Через какое-то время меня начали выводить на прогулки, и я ковылял по кругу в крохотном внутреннем дворике, но больше сидел на лавочке под присмотром охранника. Сопровождающие сменялись. В один день это был пожилой мужчина с потрепанным, грубым лицом, кажется, выдававший мне пищу, в другой - хмурый здоровяк, постоянно играющий дубинкой. Эту дубинку он опробовал и на мне, когда я попытался с ним заговорить. Я понял, что к беседам он не расположен. Пожилой был менее агрессивен, но тоже молчал, сводя густые брови к переносице. Они всегда стояли у дверей, словно боялись, что я решусь на побег.
Что ж, мне хватало и неба.
Сев на лавочку, я смотрел на него, и все время видел его разным, хмурым, сеющим морось, облачным, светлым, бездонным. Оно плыло надо мной, спокойное, печальное, громовое, косматое, и я поневоле перенимал его настроение.
Один раз я заметил искорку спутника и вспомнил ракету из петард, запущенную в день Космонавтики. Все это показалось мне ужасно далеким, каким-то замыленным, не настоящим. Возможно, подумалось мне, я и не был там, был кто-то другой, похожий внешне, и моя память просто выдает это за случившееся со мной.

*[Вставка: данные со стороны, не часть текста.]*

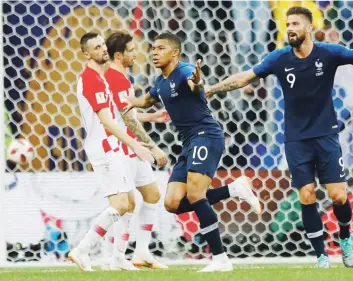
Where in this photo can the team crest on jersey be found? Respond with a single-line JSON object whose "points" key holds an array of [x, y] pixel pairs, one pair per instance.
{"points": [[319, 66], [101, 97], [172, 89]]}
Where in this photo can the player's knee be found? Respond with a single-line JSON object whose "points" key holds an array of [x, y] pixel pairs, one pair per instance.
{"points": [[338, 196], [152, 197], [195, 195], [307, 195], [131, 205], [121, 209], [171, 205]]}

Иногда мозг старается, пусть обманом, но сформировать красивую картину прошлого. Я, правда, не верил. Я все больше уверялся, что являюсь узником уже много лет, чуть ли не с рождения, а родители, школа, друзья - это выдумка, сладкий самообман. Возможно, и охранники выросли вместе со мной, и распределение наших ролей было задано изначально: я - преступник, они - сторожа.
Стены, замыкающие пространство дворика, были глухими, и только наверху одной, под самой крышей, располагался длинный ряд маленьких грязных окон. Мне почему-то думалось, что там должны сидеть наблюдатели или снайпер с винтовкой, но я не заметил, чтобы там мелькнуло хоть одно лицо.

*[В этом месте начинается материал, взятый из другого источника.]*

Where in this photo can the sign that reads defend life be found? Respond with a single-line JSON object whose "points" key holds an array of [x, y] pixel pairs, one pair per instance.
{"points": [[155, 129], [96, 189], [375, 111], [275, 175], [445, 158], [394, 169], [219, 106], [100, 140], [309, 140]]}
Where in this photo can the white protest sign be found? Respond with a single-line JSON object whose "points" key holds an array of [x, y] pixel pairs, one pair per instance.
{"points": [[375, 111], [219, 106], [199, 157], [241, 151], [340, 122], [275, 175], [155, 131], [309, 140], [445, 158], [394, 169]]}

Впрочем, скоро это перестало вызывать у меня интерес.
Дни шли за днями, одинаковые и пустые, похожие один на другой. Я не имел четкого представления о времени и раньше, но теперь совсем потерял ощущение, что оно течет. Я зарос. Клочками полезла борода. Ночами я просыпался от боли в груди. Мерзли ноги, особенно правая, ее тянуло и скручивало винтом, а затем она теряла чувствительность, напоминая о себе лишь покалываниями в бедре.

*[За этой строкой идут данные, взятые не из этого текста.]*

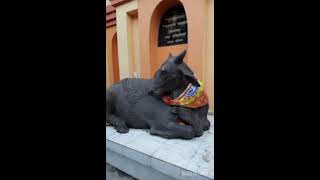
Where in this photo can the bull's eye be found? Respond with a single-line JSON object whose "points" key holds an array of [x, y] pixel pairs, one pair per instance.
{"points": [[163, 72]]}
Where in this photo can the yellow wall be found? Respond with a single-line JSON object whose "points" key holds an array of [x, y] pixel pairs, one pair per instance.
{"points": [[125, 45], [209, 64]]}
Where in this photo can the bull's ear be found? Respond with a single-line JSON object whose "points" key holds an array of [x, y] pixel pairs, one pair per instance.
{"points": [[187, 72], [179, 58]]}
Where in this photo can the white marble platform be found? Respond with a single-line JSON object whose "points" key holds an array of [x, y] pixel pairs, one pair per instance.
{"points": [[144, 156]]}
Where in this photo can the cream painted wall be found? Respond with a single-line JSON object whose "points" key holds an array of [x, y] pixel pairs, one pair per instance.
{"points": [[123, 19]]}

Было очевидно, меня все забыли.
Возможно, я перешел в разряд легенд или и вовсе людей выдуманных, то ли существовавших, то ли нет.
Впрочем, один раз меня вывели куда-то наверх, вымыли и постригли, придавая сносный вид, одели в серые штаны и серую робу.
В тесном кабинетике меня, еще дрожащего от полива холодной водой из шланга, встретил улыбчивый, суетливый тип, который сам усадил меня на стул.
- Мой юный Монте-Кристо!
Тип был худощав и чисто выбрит. Ладони его лежали на тонкой кожаной папке. Над высоким лбом заваленной темной волной дыбилась нагеленная челка.
Он был модник. Костюм. Галстук-шнурок.
- Итак, - сказал тип, насмотревшись на меня, - мне сказали, что ты, Константин, упорствуешь.
- В чем? - спросил я.
- В своей правде.
Я усмехнулся.
- Когда меня били, я тысячу раз признавал вашу. Вместе с кровью и зубами. Но меня били все равно. Сейчас мне кажется, что вашей правды нет.
- Что ж, ты заматерел, - тип деланно рассмеялся. - Высокие слова, напор! Но выглядишь паршиво.
- Вашими стараниями.
- Ну, не моими, я, так сказать, из новой волны.
- Почему? - спросил я.
Тип заморгал, пытаясь сообразить.
- Что - почему? Почему - из новой?
Я качнул головой.
- Почему вы предаете свою страну?
- А я предаю? - удивился тип. - Вот какая ситуация: передо мной сидит человек, которого служба, что я представляю, считает преступником. Служба, на минуту, является государственной. А человек - не понятно чем.
- Я сделал карточку, - сказал я. - На ней было написано, что мы победили во Второй Мировой. Вот и все. И это правда.
- Я в курсе.
- Значит, вы служите лжи!
- Ой-ей! Кошмар. Я служу лжи. Не предполагал.
Тип побарабанил пальцами по папке. На мгновение, сослепу, мне показалось, что он напуган моими словами, но это оказалось фантазией.
- Просьбы будут? - спросил он.
- Пусть вернут очки.
- Очки? Ах, да, кажется, они потерялись в автомобиле. Хорошо. А весточку домой? Может, адвоката? Журналистов?
Это было смешно.
Сначала захохотал я, а потом тип и сам присоединился ко мне. Отсмеялся, вытер тыльной стороной ладони уголки глаз.
- Хороша шутка? А вот скажи, - он наклонился ко мне, - только откровенно, наверное, жалеешь теперь, что влип в такую историю?